Besonders der Iran (über 300 Hinrichtungen im Jahr 2008) und Saudi-Arabien (über 100 Hinrichtungen im Jahr 2008) gehören zu den Ländern, die besonders häufig die Todesstrafe verhängen. Im Iran wurden die Urteile in vielen Fällen öffentlich vollstreckt, zumeist durch Erhängen. Neben Mord und Vergewaltigung werden auch Ehebruch und Drogenhandel mit dem Tod bestraft. In Saudi-Arabien kann die Todesstrafe für religiöse Vergehen wie Gotteslästerung und "Abkehr" vom Islam (genannt "Apostasie") verhängt werden, außerdem für soziale und sexuelle Vergehen wie Mord, Ehebruch, Homosexualität, Vergewaltigung, Drogenhandel und Schmuggel. Die Hinrichtungen in Saudi-Arabien finden öffentlich durch Enthauptung mit dem Schwert statt. Sowohl im Iran als auch in Saudi-Arabien kam es außerdem zu Steinigungen.
Andere islamisch geprägte Länder mit noch relativ hohen Hinrichtungsraten sind Pakistan, Afghanistan und auch wieder der Irak, wo die "versehentlich" im Internet veröffentlichte Hinrichtung des Ex-Diktators Saddam Hussein eine weltweite Debatte über die Todesstrafe auslöste.
Die Problematik der Todesstrafe
Menschenrechtsorganisationen wie Amnesty International argumentieren, dass die Todesstrafe auf jeden Fall gegen grundlegende Menschenrechte wie das "Recht auf Leben" und das "Recht auf körperliche Unversehrtheit" verstößt.
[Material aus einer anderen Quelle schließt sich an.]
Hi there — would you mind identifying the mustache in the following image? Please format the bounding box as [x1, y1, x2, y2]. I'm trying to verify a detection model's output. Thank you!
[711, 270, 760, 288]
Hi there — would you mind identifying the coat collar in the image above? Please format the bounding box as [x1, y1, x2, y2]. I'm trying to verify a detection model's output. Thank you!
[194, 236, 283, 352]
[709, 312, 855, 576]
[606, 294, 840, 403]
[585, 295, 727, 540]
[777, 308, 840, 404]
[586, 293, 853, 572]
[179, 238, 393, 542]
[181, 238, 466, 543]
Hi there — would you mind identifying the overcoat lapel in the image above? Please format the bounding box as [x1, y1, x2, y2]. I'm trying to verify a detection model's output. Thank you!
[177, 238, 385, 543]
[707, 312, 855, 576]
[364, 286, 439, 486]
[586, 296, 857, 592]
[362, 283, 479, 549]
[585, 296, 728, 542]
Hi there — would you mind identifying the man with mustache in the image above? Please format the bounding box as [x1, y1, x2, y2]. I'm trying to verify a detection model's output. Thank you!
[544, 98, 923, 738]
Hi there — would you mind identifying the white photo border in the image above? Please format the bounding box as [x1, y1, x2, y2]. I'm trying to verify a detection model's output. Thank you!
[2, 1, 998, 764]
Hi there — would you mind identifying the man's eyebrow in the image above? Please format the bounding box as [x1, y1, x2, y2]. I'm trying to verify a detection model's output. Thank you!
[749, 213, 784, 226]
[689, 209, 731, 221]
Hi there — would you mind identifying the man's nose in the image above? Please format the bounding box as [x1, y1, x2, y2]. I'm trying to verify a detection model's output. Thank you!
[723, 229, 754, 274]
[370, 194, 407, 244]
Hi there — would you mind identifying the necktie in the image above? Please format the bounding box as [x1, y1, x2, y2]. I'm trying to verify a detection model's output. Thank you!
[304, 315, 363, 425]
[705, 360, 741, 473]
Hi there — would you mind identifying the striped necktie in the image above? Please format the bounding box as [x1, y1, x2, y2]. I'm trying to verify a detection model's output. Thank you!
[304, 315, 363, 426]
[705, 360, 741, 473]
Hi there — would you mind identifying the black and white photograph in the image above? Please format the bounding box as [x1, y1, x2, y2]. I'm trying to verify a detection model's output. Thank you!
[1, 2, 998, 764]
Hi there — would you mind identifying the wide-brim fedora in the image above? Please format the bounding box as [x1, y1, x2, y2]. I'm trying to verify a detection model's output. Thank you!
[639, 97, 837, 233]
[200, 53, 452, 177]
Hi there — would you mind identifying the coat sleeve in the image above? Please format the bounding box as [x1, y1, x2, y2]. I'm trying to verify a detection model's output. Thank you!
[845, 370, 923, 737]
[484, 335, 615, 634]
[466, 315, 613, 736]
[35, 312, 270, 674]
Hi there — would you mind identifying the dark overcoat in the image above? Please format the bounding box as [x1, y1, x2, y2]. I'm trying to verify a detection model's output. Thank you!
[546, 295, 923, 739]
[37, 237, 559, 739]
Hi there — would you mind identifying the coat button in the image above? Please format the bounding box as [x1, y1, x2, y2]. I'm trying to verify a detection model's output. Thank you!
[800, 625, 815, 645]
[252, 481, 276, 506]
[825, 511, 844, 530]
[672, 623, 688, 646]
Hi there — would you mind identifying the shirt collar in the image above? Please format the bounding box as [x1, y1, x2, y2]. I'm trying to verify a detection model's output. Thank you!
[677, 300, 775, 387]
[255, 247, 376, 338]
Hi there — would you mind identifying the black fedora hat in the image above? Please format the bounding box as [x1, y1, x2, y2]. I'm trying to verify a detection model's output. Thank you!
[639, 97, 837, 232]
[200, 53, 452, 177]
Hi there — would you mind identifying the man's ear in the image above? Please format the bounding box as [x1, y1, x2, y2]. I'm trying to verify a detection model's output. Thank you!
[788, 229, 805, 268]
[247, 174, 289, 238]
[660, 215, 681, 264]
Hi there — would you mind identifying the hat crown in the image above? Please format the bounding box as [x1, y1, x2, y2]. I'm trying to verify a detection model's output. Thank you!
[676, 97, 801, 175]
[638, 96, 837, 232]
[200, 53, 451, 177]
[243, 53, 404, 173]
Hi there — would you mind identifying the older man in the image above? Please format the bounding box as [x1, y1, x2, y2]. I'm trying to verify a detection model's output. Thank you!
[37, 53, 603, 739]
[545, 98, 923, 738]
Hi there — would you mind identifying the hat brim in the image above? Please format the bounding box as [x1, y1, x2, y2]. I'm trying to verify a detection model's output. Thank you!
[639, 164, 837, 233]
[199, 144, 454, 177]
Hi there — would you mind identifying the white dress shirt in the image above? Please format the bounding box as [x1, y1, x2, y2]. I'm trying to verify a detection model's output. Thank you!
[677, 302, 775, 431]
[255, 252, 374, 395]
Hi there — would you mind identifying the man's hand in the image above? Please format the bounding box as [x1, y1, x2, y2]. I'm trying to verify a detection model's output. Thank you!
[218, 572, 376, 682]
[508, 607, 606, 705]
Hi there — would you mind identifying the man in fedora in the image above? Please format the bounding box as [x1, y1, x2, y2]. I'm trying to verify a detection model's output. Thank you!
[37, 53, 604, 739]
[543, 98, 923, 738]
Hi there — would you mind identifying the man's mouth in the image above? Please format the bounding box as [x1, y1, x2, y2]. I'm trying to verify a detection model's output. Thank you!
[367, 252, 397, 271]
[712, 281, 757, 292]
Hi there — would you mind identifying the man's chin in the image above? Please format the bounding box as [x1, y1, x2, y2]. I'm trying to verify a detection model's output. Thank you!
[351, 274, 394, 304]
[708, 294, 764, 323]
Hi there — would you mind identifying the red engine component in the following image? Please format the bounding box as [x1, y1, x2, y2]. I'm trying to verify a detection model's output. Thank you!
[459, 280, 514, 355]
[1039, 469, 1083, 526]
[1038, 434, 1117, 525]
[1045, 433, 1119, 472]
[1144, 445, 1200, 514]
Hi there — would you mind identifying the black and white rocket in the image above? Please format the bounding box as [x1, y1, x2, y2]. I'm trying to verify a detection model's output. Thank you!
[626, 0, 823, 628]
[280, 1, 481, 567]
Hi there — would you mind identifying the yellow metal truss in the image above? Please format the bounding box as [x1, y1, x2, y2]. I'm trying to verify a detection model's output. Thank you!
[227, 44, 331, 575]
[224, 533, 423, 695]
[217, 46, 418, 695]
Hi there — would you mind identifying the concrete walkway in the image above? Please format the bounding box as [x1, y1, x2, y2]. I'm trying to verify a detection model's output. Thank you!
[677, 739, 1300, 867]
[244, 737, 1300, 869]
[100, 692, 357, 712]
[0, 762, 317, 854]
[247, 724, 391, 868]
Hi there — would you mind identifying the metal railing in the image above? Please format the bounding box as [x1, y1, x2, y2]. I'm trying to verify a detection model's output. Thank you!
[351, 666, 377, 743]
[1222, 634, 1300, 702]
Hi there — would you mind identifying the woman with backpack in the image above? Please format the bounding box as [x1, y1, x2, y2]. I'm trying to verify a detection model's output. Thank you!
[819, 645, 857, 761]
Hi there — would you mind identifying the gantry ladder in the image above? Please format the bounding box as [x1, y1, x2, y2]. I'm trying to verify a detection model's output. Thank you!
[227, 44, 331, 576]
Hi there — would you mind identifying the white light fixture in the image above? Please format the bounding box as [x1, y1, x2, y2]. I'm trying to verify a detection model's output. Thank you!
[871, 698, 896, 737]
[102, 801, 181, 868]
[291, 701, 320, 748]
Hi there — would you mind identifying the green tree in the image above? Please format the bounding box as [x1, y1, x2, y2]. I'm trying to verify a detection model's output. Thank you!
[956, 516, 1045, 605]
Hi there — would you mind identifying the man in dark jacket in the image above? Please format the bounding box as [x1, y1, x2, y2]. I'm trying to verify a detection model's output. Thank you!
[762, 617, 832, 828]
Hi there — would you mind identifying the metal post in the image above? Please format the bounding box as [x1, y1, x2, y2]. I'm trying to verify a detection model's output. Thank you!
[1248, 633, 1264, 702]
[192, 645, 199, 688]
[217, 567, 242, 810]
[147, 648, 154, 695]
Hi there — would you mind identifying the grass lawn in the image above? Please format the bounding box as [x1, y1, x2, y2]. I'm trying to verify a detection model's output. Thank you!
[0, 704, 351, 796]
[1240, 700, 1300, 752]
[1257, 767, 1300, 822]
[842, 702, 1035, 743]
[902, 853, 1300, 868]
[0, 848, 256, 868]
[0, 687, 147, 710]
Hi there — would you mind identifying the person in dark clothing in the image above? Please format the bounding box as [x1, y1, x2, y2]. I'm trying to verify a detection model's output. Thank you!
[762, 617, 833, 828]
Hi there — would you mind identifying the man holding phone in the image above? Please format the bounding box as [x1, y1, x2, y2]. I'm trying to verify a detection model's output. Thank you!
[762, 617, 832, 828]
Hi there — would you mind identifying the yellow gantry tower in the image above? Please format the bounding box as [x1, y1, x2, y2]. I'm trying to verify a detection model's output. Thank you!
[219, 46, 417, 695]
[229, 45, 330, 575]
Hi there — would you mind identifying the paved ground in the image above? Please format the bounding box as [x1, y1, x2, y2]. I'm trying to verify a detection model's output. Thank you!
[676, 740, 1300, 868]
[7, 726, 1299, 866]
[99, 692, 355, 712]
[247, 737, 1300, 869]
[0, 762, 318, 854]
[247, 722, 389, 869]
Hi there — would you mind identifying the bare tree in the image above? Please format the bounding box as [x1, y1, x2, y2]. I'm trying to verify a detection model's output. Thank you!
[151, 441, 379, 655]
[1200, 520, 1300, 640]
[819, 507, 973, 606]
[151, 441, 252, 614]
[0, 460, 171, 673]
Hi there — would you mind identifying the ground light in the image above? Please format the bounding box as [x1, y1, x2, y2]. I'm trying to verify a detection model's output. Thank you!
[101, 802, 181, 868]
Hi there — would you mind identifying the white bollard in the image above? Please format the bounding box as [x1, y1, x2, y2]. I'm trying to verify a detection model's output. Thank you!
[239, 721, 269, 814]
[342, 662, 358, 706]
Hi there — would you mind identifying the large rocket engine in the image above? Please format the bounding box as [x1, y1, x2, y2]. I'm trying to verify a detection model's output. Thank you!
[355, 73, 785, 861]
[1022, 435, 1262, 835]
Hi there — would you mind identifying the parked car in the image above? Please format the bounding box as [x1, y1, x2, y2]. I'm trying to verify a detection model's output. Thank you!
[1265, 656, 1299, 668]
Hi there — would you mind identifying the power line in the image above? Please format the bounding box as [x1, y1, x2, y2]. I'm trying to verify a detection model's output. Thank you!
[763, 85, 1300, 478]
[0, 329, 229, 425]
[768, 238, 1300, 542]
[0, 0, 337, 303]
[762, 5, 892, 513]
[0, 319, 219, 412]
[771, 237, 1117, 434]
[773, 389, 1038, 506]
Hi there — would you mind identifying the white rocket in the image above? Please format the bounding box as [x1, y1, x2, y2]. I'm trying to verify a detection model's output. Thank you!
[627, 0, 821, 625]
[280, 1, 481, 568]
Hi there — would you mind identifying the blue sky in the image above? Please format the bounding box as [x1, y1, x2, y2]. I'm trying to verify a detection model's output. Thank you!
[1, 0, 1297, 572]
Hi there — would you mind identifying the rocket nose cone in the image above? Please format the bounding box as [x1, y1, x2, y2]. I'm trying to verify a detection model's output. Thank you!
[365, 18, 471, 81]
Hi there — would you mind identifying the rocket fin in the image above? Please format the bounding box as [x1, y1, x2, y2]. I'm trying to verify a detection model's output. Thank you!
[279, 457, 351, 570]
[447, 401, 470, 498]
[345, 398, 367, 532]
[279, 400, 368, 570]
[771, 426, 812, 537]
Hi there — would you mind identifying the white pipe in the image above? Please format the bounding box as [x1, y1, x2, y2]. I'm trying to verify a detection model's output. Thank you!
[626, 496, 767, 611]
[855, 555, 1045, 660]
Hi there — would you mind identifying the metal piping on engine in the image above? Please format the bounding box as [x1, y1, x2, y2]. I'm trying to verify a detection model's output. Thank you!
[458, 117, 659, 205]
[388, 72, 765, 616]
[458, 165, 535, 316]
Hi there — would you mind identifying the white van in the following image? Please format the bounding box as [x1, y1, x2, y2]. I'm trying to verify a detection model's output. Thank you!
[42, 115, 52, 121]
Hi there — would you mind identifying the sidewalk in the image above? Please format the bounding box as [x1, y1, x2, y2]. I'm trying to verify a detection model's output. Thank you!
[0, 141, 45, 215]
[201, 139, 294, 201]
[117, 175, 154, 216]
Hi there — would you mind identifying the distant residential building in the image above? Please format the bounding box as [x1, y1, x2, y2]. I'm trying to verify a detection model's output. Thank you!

Ein weiteres Argument gegen die Todesstrafe ist die Tatsache, dass Gerichtsverfahren in vielen Fällen "unfair" und fehlerhaft oder "politisch motiviert" waren, so dass auch viele Unschuldige zum Tode verurteilt worden sind.
Die Geschichte hat gezeigt, dass die Todesstrafe immer wieder gegen solche Menschen angewendet wurde, die sich gegen vorherrschende Politik zur Wehr gesetzt haben. Befürworter der Todesstrafe argumentieren, dass die Todesstrafe abschreckend wirkt und es deswegen mit ihr weniger Kriminalität geben würde. Statistiken können dies allerdings nicht belegen, hier scheinen noch ganz andere Faktoren eine Rolle zu spielen.
Außerdem beklagen Menschenrechtsorganisationen und Gegner der Todesstrafe die "psychische Qual", die man Verurteilten zumutet, welche im "Todestrakt" des Gefängnisses oft noch jahrelang auf ihre Hinrichtung warten müssen. Auch die Angehörigen der Verurteilten werden durch die Unsicherheit und das Warten auf die Urteilsvollstreckung einer extremen seelischen Belastung ausgesetzt. Zudem hat sich immer wieder gezeigt, dass auch die vorgeblich "schmerzlosen" Hinrichtungsmethoden wie die Giftspritze ganz im Gegenteil in vielen Fällen zu einem qualvollen Tod geführt haben - das Töten eines Menschen ist eben doch auch immer ein Akt der Gewalt.
Ein weiteres Argument gegen die Todesstrafe, vor allem bei sehr jungen Menschen, ist die Annahme, dass auch ein straffällig gewordener Mensch entwicklungsfähig ist und sich ändern könnte. Menschenrechtsorganisationen setzen sich besonders gegen die Hinrichtung von Minderjährigen ein. Manche Verurteilten werden erst Jahre nach ihrer Tat hingerichtet - ob sie während ihrer Zeit im Gefängnis als Persönlichkeit "gereift" sind und aus ihren Erfahrungen "gelernt" haben, spielt dann keine Rolle mehr. Die Hinrichtung nimmt dem Verurteilten jegliche Möglichkeit, wieder in die Gesellschaft eingegliedert zu werden. Viele Menschen sind natürlich der Meinung, dass schwere Verbrechen "unverzeihlich" seien und man einem Täter auch keine zweite Chance geben sollte.